Let me know if anything's unclear, or if you want more details. From a CS perspective, it's a really cool/hard problem, and something we've spent a lot of time on. We're planning on writing an update blog post on where we are... as soon as we're done coding : )
A central concept in the article is k-anonymity, which I only learned about maybe a year or two ago. Researching, it appears though that it has been introduced in a conference article in 1998 and has been published in 2002 (http://citeseerx.ist.psu.edu/viewdoc/download?doi=10.1.1.163...), which I found rather surprising. It's a shame that the knowledge of this concept seems to be mostly restricted to CS circles. Maybe the rather steep technical barrier (research seems to be published mostly in technical context - non-scientific metric: half of the url in the resuls of googling for 'k-anonymity' has 'cs' and 'edu' in the domain name; and no literature on anonymizing datasets for people with only basic schooling in statistics and database theory seems to be available) is preventing the uptake of better database privacy protection.
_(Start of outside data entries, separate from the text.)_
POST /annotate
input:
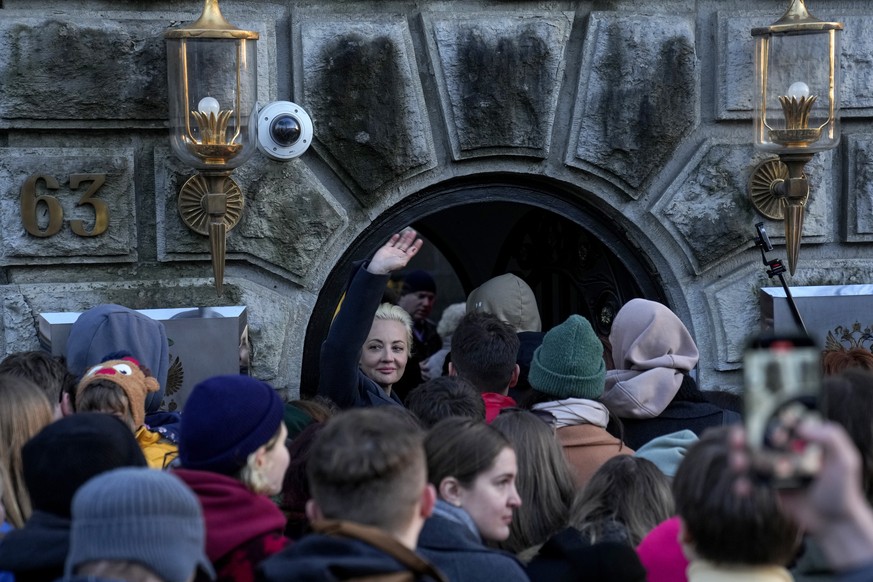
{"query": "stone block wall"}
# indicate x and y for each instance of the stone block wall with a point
(643, 110)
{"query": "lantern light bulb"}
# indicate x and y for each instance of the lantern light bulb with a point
(798, 90)
(209, 105)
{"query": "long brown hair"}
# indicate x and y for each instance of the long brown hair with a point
(462, 448)
(626, 492)
(544, 480)
(24, 411)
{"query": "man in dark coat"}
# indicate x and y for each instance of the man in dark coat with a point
(370, 498)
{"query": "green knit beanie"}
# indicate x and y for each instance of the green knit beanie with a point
(569, 363)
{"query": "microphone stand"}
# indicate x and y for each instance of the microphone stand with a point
(775, 268)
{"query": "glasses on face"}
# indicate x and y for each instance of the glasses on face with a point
(543, 415)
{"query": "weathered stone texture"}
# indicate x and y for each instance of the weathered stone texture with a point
(736, 313)
(272, 317)
(362, 89)
(80, 68)
(638, 94)
(859, 218)
(500, 78)
(19, 322)
(707, 207)
(287, 220)
(118, 243)
(736, 81)
(60, 68)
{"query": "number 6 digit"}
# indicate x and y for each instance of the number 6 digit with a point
(30, 201)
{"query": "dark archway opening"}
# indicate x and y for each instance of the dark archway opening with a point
(574, 257)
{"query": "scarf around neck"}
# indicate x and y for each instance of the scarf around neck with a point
(458, 515)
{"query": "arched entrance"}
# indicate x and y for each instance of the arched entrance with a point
(574, 257)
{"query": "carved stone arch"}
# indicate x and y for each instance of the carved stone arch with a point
(575, 257)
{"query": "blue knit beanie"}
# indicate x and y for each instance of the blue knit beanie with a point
(226, 419)
(569, 363)
(139, 515)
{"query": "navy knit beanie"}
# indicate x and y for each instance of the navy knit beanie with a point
(226, 419)
(569, 363)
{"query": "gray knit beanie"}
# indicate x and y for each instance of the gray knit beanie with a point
(139, 515)
(569, 363)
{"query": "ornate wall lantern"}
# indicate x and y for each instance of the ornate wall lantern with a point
(212, 71)
(797, 100)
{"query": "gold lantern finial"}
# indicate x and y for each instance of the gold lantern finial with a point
(797, 76)
(212, 71)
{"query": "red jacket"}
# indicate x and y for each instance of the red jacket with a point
(494, 403)
(242, 528)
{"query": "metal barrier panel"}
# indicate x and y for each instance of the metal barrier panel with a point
(204, 342)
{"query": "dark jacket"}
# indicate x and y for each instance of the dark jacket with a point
(568, 557)
(453, 547)
(679, 415)
(425, 343)
(37, 551)
(346, 551)
(341, 379)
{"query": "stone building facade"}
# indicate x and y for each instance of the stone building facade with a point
(603, 144)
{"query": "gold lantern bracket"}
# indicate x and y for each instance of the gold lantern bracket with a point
(211, 204)
(200, 202)
(779, 190)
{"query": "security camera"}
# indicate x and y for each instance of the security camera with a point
(284, 130)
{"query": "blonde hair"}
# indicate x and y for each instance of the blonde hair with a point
(390, 312)
(24, 411)
(254, 477)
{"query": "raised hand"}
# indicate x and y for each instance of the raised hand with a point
(396, 253)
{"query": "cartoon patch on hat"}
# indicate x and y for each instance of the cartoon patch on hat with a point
(130, 377)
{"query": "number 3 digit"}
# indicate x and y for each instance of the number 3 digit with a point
(101, 211)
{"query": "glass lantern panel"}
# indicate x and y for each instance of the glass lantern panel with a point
(797, 69)
(213, 94)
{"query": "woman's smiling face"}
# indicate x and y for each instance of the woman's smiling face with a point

Of course there's also the issue that incentives in collecting and storing sufficiently anonymous data are not aligned (and sometimes in direct competition) with the goals for which the data is collected. This company seems to be making great strides in this field with this research, I hope they keep pushing the edge and publishing their results.
Technically, this is really interesting, but what's the business justification for the engineering work?
I'm skeptical that these efforts will protect Rapleaf or any other company from public relations disasters or class-action lawsuits or harmful regulation, because the solution is too complex for reporters, lawyers, and politicians to understand. (The cynic in me thinks that even if they did understand it, that's not going to get in the way of a good story / lawsuit / feel-good cause for the public.)
While I'm sympathetic, declaring that your dataset is 16-anonymous due to cluster-based suppression isn't going to persuade anyone that's already decided that behavioral targeting is the devil.
I assume that this was just a feel-good article written in response to their name appearing in WSJ recently. The project itself has been around a few months, at least publicly. The engineering described isn't particularly novel, but it is a high-level overview of a large-scale project.
We wrote this blog post back at the end of July about the project, not in response to the WSJ article. There have been a few posts since then discussing other aspects of the project, and there will be an update coming quite soon.